Frankel dijo que Yasha compuso un Galileo creíble. Simplemente eso: creíble.
Creíble el Galileo que cede antes de que lo encadenen a la mesa de tormentos, y
reniega de la audacia de sus hipótesis; creíble el Galileo hereje, que no
abjura de sus investigaciones y de los desasosiegos que ellas proponen. Y
Frankel, desde el lugar al que llegó, sonreía a algo, y la sonrisa era
compasiva, y era, también, un fino trazo de escarcha que se desvanecía como
tocado por el fuego.
No habían
terminado las cavilaciones del director norteamericano, y de quienes
rebautizaron a Spartakus, acerca de
los riesgos que afrontarían si contrataban a un tipo imprevisible como Yasha,
cuando Yasha, dijo Frankel, se abrochaba el sacón, y volvía a irse.
Ruth se prendió de
mi brazo, dijo Frankel, y los dos seguimos a Yasha. Yasha caminaba con el paso
de un hombre joven. Yasha cruzó una estación de ferrocarril. Ruth, dijo
Frankel, llamó a Yasha. Yasha, callado, cruzó la estación de ferrocarril, como
si la estación de ferrocarril, no fuese, de noche, un escenario desierto.

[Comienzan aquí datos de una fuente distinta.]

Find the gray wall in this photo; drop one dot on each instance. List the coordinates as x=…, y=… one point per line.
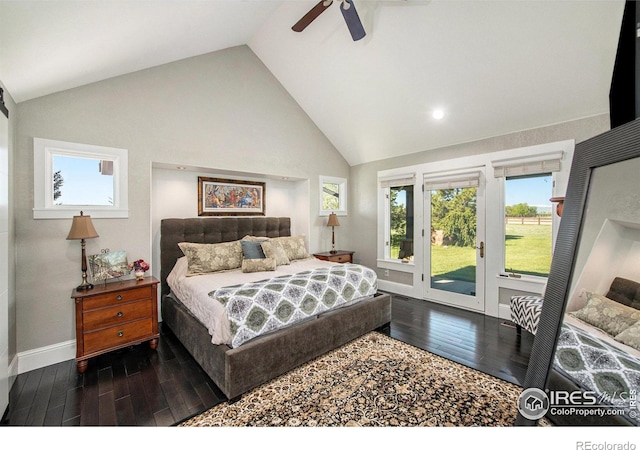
x=224, y=111
x=11, y=106
x=363, y=178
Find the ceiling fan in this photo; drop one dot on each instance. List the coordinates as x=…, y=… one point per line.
x=349, y=13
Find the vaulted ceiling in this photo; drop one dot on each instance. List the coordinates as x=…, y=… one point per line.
x=492, y=67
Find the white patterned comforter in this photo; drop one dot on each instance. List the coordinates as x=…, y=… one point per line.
x=194, y=292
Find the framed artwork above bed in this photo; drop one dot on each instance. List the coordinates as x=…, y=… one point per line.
x=221, y=197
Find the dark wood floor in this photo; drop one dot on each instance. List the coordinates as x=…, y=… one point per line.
x=139, y=386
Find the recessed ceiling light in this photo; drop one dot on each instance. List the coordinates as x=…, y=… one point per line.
x=438, y=114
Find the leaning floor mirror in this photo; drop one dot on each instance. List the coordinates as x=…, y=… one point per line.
x=584, y=367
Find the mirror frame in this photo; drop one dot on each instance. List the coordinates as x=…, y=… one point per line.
x=619, y=144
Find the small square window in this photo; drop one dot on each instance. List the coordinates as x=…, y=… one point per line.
x=333, y=196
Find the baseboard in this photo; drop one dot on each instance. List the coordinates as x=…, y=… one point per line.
x=504, y=312
x=45, y=356
x=396, y=288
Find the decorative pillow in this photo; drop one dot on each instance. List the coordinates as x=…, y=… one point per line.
x=293, y=246
x=258, y=265
x=207, y=258
x=252, y=249
x=255, y=238
x=602, y=312
x=274, y=250
x=630, y=336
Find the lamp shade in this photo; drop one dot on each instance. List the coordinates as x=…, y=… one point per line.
x=82, y=228
x=333, y=220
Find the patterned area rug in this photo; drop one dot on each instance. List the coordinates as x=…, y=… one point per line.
x=373, y=381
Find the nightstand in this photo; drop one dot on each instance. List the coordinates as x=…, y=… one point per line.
x=115, y=315
x=341, y=256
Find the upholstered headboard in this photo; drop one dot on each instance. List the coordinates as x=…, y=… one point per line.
x=212, y=230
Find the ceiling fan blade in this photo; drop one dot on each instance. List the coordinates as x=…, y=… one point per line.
x=353, y=20
x=311, y=15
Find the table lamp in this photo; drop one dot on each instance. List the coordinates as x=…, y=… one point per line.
x=82, y=228
x=333, y=222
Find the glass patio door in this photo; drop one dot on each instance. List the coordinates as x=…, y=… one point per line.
x=454, y=256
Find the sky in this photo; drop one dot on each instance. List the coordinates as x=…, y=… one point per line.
x=82, y=182
x=535, y=191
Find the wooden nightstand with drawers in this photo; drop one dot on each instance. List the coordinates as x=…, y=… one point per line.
x=115, y=315
x=341, y=256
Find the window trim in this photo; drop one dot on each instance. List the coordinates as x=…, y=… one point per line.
x=555, y=223
x=44, y=151
x=386, y=183
x=342, y=195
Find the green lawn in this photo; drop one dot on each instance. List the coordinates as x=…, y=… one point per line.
x=528, y=249
x=528, y=252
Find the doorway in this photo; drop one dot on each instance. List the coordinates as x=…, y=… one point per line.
x=454, y=206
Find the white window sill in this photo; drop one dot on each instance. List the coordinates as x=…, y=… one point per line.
x=397, y=265
x=534, y=283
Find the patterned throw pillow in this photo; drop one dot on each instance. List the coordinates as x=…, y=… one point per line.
x=258, y=265
x=293, y=246
x=274, y=250
x=207, y=258
x=610, y=316
x=252, y=249
x=630, y=336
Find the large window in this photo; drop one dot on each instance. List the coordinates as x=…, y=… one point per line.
x=528, y=224
x=401, y=223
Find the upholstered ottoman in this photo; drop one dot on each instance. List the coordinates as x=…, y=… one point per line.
x=525, y=312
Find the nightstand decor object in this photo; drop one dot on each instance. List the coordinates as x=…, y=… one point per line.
x=82, y=228
x=333, y=222
x=139, y=267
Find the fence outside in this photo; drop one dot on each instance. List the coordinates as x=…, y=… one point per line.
x=531, y=220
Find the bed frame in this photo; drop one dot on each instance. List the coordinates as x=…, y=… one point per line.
x=236, y=371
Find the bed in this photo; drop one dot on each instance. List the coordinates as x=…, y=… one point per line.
x=236, y=369
x=598, y=351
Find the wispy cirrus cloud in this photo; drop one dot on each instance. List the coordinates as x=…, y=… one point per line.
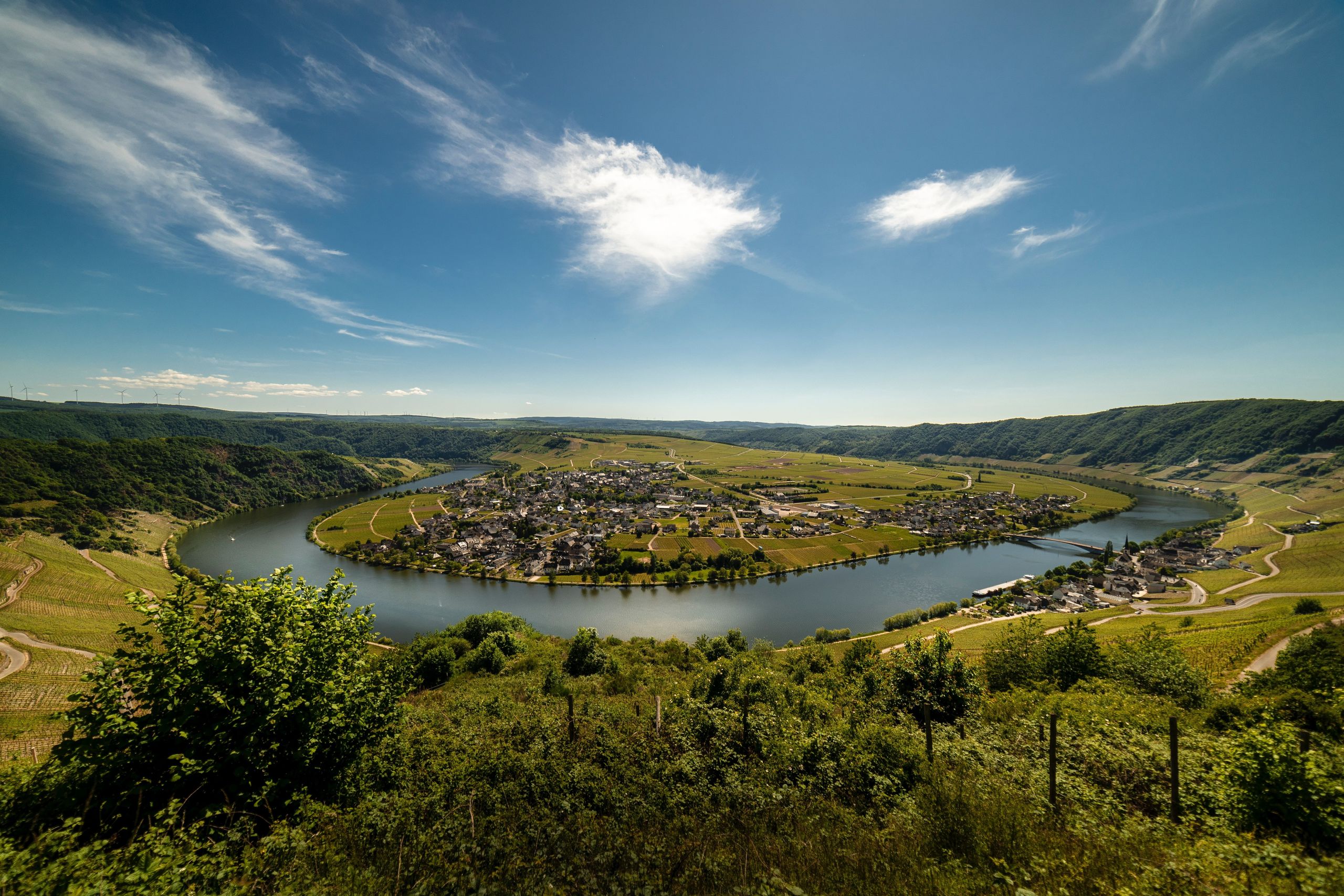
x=939, y=201
x=32, y=308
x=1167, y=26
x=219, y=386
x=174, y=154
x=25, y=308
x=1260, y=46
x=328, y=83
x=643, y=218
x=1028, y=239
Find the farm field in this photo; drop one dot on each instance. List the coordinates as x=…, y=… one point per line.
x=375, y=520
x=30, y=700
x=70, y=601
x=1314, y=563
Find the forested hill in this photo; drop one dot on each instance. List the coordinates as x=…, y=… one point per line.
x=1229, y=430
x=300, y=434
x=78, y=489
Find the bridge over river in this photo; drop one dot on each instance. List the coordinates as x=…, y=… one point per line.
x=1089, y=549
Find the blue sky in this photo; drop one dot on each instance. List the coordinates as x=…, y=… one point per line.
x=783, y=212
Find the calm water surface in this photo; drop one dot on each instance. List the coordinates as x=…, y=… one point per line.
x=252, y=544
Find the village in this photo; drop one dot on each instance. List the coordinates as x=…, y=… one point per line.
x=575, y=522
x=1133, y=574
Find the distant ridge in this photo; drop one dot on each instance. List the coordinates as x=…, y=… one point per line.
x=1230, y=430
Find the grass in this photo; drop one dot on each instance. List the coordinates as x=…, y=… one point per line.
x=140, y=571
x=1314, y=563
x=69, y=601
x=33, y=699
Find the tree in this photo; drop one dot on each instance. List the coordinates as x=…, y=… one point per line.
x=930, y=672
x=1152, y=664
x=586, y=656
x=1073, y=655
x=1309, y=662
x=1016, y=656
x=239, y=695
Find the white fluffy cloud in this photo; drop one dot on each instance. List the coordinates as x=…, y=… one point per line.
x=174, y=154
x=939, y=201
x=1027, y=239
x=642, y=218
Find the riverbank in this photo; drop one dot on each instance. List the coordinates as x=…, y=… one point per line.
x=409, y=531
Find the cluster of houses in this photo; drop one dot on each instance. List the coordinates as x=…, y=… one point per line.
x=1133, y=575
x=978, y=513
x=555, y=522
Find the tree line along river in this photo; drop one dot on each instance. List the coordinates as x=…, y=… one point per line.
x=781, y=609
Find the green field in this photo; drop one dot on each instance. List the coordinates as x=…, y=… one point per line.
x=30, y=700
x=1314, y=563
x=70, y=601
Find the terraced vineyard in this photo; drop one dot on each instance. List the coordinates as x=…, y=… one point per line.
x=32, y=699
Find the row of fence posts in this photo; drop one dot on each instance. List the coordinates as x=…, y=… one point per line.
x=961, y=733
x=1174, y=763
x=658, y=716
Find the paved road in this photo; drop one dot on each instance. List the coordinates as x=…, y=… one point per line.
x=1269, y=659
x=1269, y=562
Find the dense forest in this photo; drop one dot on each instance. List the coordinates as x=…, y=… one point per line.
x=491, y=760
x=78, y=488
x=1229, y=430
x=416, y=441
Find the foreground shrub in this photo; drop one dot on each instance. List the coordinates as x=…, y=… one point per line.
x=1152, y=664
x=236, y=696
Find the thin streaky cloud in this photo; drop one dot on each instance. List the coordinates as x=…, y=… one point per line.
x=643, y=219
x=171, y=379
x=1028, y=239
x=1260, y=46
x=23, y=308
x=328, y=83
x=174, y=154
x=1166, y=27
x=939, y=201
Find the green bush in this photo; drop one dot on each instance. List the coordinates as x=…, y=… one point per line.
x=1152, y=664
x=902, y=620
x=245, y=696
x=586, y=656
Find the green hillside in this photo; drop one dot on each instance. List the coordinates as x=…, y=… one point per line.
x=50, y=422
x=1229, y=430
x=80, y=488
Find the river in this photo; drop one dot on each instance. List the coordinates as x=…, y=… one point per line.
x=859, y=598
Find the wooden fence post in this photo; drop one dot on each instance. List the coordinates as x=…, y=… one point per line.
x=928, y=733
x=1054, y=803
x=745, y=747
x=1175, y=773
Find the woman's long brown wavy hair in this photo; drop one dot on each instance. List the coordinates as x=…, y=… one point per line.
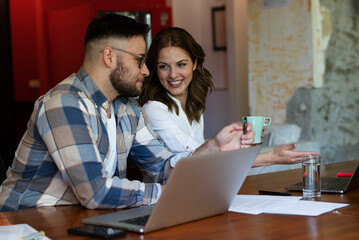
x=201, y=82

Yasha, lejos de las frías luces de la estación de ferrocarril, se acostó en las
vías del tren. Yasha, acostado en las vías del tren, tenía un cigarrillo en la boca. Frankel dijo
que le encendió el cigarrillo, y le deseó una actuación como nunca antes se le
conoció arriba o abajo de un escenario.
Frankel apretó,
con su brazo, el brazo de Ruth, y Ruth y Frankel caminaron hacia las frías
luces de la
estación. Frankel dijo que Ruth se soltó de su brazo y corrió
hacia las vías del tren.
Frankel mira las
piernas de Ruth que corren hacia las vías del tren, y a Ruth que se arrodilla
en las vías del tren, la cara de Ruth por encima de la brasa del cigarrillo que
fuma Yasha. Frankel gira sobre sí mismo y abandona el escenario. Y eso, creo,
es lo que mira Frankel desde el lugar al que llegó.
Frankel volvió a
servir coñac en nuestros vasos, y alzamos los vasos, y nos tomamos el coñac de
nuestros vasos. Frankel me dijo que bajara despacio la escalera y que cuidara
mi salud.
Caminé, despacio,
el largo pasillo iluminado por una lámpara que cuelga del techo, que cede a las
grietas y la humedad.
Frankel me dijo que a esa hora de la noche –la hora en que me
despedí de Frankel– volvía Ruth. O un poco más tarde.
Andrés Rivera. Cuentos
escogidos. Alfaguara, Buenos Aires, 2000.